I totally get that the president is focused on those companies only because Apple makes so many parts there so the government will have to make a decision whether to cut off its nose to spite its face, which we are told endlessly it wants to save. Boeing? One-quarter of their planes go to China. We are told that Boeing has a huge backlog away from China and that there are companies that will jump in the queue in a moment's notice. So the president doesn't really expect impact there. Caterpillar? The president, I understand, can't feel a lot of sympathy because it shouldn't have made China such an important market.
There's only one problem: the stock market doesn't buy it. Investors want out. They want out so badly that they were willing to sell pretty much everything other than utilities and the stocks of a few companies with products we will buy no matter what. We still love chocolate so Hershey (HSY) goes to an all-time high. Can you imagine if they made edibles? We love Clorox (CLX) but we can only use it on items we would not consume. And we love Campbell's (CPB) , perhaps because the sell by date is late in the century.
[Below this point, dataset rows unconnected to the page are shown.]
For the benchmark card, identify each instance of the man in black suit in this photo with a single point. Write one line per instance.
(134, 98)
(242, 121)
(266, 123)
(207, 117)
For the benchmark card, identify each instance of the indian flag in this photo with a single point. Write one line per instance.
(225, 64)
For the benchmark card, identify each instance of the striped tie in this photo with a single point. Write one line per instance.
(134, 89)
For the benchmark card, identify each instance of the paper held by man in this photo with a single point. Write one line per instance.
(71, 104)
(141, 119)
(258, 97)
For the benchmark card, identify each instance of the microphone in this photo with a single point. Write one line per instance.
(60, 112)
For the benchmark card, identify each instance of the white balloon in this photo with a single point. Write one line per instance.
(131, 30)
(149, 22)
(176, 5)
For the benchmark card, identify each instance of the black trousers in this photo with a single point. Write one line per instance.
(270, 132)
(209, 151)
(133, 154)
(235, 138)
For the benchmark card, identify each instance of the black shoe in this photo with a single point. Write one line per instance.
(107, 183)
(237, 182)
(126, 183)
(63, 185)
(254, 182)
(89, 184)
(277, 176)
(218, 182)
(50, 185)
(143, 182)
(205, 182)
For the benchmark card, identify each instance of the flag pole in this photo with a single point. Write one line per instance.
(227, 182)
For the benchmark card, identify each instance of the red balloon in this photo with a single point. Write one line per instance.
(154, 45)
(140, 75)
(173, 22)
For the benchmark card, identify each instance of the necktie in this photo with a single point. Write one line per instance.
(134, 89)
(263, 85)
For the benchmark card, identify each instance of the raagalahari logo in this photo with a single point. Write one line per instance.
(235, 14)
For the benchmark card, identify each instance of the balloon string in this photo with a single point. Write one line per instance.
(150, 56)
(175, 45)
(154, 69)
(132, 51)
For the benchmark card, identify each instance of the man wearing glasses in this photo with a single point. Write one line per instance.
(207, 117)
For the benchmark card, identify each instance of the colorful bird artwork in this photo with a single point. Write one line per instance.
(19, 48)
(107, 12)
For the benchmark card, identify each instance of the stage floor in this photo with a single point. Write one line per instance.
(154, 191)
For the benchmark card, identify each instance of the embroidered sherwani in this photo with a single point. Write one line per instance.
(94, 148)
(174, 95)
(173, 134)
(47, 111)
Should we be more worried? History says we should be. History says gigantic tariffs breed impeded trade and impeded trade means less business and less business means lower earnings.
There's one problem with that analysis. Most companies' earnings will not be hurt. We will end up selling for nothing other than that the textbooks say that all tariffs are like the Smoot-Hawley Tariff that preceded the Great Recession.
Now, we don't know that yet.
I think investors here don't realize how little we sell into China because they won't let us. We can make things there and sell them here but there's not much we make here that can go there.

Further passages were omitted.